新トクするサポート+は、24回もしくは36回の支払いを端末の回収で免除するプログラム。これを活用することで、月額1円を実現している

 他社にも近いサービスは存在しますが、共通して言えるのは、使用済みの端末を買い取った金額で残債を相殺して、ユーザーの負担額を抑える仕組みということ。この相殺する金額に割引(と見なされる金額)を含めることもあるため、普通にスマホを買って中古店などに売却するよりおトクになるケースもあります。iPhone 17シリーズやiPhone Airが安く見えるのは、そのためです。

 例えば、iPhone Airの場合、新規契約や他社からの乗り換え(MNP)で、12回目までの支払いが月額1円になります。本体価格は19万3680円に設定されているため、1年で端末を回収に出せば、19万3668円が免除される計算になります。

 1年間激安で使えるiPhoneではありますが、注意点もあります。この新トクするサポート+を使って端末を回収に出す場合には、「特典利用料」がかかるからです。さらに、その期間が1年だと、「早期利用料」も上乗せされます。iPhone Airは、どちらも2万2000円。1年で機種変更すると月額料金の12円以外に、4万4000円がかかるというわけです。

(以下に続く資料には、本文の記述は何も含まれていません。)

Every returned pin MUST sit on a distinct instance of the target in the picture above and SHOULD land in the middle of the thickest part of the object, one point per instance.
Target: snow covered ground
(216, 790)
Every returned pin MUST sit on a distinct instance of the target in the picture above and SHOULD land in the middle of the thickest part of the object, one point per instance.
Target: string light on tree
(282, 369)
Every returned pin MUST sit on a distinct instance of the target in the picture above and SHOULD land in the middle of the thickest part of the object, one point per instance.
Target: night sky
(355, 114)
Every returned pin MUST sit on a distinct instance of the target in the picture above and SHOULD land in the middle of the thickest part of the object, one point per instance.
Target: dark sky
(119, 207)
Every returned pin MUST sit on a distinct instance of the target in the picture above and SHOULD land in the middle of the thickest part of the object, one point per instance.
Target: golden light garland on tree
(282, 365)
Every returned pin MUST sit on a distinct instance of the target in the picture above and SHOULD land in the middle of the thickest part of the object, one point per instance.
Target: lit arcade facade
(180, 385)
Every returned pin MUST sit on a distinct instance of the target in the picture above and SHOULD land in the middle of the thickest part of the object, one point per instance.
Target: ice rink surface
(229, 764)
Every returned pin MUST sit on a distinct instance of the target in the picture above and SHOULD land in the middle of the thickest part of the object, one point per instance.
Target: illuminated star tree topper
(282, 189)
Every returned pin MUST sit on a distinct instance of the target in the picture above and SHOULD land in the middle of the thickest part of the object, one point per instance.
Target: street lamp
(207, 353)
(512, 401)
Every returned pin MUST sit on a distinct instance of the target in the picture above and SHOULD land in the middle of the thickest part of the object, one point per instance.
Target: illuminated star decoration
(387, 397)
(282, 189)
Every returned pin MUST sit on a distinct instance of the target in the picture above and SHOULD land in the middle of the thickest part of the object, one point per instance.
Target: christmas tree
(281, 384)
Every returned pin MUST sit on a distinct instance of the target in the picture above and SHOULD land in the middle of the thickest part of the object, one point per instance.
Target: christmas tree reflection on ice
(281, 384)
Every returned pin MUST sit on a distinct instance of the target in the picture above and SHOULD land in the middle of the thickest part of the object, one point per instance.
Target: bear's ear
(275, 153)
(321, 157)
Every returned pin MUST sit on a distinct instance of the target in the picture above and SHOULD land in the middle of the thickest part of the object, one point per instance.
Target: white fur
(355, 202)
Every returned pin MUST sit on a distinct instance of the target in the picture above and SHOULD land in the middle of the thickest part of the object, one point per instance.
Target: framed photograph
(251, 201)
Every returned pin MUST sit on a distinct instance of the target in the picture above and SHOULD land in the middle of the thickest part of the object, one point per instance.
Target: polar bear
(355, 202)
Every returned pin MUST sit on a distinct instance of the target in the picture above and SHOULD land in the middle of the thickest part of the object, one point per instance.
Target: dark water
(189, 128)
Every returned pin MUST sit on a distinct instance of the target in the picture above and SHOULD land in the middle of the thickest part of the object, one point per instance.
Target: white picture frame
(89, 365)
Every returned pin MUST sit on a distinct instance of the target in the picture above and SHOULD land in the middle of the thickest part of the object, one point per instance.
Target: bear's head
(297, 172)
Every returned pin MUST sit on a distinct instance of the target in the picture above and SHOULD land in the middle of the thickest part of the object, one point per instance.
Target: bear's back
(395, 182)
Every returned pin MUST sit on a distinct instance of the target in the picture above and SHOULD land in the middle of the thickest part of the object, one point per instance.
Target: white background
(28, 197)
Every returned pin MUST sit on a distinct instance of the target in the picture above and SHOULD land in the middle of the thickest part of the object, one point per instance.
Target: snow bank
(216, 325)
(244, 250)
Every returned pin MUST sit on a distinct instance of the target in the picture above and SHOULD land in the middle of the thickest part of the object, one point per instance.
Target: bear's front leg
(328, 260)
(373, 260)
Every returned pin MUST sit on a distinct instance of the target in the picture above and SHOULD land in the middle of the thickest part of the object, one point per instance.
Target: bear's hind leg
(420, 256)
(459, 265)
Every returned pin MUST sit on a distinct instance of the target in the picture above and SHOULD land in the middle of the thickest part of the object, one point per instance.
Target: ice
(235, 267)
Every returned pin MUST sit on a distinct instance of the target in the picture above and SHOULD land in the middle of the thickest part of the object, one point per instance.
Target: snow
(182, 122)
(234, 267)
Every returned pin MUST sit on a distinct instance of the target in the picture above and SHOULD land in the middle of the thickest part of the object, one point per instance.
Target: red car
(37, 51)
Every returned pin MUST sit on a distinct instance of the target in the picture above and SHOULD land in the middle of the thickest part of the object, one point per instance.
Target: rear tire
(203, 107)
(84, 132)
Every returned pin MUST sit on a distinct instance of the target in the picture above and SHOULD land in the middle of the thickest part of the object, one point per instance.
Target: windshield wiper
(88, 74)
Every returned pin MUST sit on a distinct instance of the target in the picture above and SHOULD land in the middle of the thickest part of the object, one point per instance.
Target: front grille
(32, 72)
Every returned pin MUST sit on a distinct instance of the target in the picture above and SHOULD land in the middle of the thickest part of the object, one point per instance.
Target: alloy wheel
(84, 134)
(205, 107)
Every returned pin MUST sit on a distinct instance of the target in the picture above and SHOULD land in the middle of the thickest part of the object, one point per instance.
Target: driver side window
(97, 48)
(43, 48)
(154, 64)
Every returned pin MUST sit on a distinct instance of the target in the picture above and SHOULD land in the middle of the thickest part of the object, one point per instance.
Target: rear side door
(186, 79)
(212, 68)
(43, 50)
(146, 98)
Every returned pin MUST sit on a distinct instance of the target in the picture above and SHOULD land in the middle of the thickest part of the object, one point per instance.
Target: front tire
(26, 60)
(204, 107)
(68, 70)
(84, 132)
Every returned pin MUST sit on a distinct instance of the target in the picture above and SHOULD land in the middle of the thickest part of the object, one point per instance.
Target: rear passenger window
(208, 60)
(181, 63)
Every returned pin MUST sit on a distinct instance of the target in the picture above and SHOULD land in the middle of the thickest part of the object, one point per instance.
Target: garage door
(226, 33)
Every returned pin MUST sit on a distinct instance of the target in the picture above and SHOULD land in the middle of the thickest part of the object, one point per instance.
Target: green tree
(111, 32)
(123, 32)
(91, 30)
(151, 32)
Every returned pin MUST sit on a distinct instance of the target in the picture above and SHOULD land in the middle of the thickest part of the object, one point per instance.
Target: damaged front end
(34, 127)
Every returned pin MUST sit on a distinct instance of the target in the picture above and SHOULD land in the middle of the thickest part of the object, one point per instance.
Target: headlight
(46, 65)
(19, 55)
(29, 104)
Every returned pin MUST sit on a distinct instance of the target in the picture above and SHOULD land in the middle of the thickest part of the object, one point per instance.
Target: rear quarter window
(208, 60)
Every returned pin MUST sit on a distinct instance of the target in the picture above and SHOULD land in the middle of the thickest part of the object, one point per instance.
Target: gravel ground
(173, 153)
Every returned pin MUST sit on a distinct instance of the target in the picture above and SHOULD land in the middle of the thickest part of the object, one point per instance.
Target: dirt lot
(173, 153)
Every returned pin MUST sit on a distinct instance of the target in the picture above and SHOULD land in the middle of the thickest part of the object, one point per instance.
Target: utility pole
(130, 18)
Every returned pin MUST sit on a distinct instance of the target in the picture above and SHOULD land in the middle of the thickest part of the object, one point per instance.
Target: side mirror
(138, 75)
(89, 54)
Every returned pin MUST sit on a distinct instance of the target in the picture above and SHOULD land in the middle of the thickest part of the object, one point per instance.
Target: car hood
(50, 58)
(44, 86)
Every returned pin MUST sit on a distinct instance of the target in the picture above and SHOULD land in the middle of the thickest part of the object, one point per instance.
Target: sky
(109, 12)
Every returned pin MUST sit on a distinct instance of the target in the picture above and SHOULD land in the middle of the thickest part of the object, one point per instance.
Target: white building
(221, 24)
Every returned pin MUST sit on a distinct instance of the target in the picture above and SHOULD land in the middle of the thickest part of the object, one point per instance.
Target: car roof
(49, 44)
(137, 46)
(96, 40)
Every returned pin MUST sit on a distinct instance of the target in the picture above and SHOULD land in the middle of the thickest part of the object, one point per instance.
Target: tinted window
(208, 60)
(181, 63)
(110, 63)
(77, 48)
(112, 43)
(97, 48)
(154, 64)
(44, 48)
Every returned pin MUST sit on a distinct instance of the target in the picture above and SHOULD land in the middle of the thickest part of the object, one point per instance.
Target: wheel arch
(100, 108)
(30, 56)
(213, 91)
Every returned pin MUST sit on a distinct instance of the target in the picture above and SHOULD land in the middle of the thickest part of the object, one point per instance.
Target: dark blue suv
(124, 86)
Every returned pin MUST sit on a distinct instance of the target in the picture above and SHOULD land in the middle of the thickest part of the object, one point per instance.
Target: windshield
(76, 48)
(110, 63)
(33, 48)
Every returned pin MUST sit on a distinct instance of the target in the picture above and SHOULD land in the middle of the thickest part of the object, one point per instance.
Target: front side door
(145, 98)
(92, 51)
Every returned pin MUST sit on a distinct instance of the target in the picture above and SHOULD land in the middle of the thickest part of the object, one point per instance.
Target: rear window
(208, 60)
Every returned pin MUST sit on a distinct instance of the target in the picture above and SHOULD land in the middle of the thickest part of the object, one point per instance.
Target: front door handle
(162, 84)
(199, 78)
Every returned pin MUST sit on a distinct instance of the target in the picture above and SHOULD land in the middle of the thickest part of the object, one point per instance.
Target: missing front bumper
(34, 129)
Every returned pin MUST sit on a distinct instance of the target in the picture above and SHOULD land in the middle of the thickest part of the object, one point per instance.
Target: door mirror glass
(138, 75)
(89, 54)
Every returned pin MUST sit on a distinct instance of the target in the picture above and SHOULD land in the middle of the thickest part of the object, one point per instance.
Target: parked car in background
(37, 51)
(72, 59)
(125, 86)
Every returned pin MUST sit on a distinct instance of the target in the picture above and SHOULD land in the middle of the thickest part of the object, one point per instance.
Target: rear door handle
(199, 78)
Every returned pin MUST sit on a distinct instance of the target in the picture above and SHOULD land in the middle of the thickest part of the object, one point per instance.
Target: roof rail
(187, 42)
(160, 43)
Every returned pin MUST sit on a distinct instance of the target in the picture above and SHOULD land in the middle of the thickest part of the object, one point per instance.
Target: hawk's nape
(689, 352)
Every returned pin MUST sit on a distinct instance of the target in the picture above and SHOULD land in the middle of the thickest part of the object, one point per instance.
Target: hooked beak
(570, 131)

iPhone Airの価格設定。月額1円になるのは、最初の1年間のみ。これを払い終わったあと端末を回収に出すと、2万2000円の特典利用料と早期利用料がそれぞれかかる

 ただし、この2つの利用料のうち、前者の特典利用料は次回もソフトバンクで端末を購入する場合には免除される「買い替え応援割」があります。これを適用すると、iPhone Airが1年間、2万2012円で使える形になります。次回の端末購入が条件になるためか、端末価格が記載されたページには直接的な案内はありませんが、ソフトバンクで機種変更し続けるのであれば、特典利用料のことは考慮に入れなくてもいいと言えるでしょう。

端末購入のページには直接記載されていないが、ソフトバンクは買い替え応援割も実施している。次の機種をソフトバンクで購入すると、特典利用料が免除される仕組みだ

回収での免除額に含まれる割引、安いのは基本的にはMNPや新規限定

 特典利用料と早期利用料が4万4000円かかったとしても、元々19万円以上するiPhone Airが4万4012円で使えるのは、かなり割安に見えます。いくらiPhoneのリセールバリューが高いと言っても、ここまでの金額で買い取られることはほぼありません。回収時に免除される金額の一部は、割引と考えるのが自然です。

 現行の電気通信事業法では、キャリアに対して端末割引の規制が設けられています。ガイドラインで定められた金額は、iPhone Airの場合だと4万4000円。ただし、回収時の金額は下取りと見なされ、一般的な中古店の平均まではこの割引規制には含まれません。それを超えた分が4万4000円を超えなければOKというわけです。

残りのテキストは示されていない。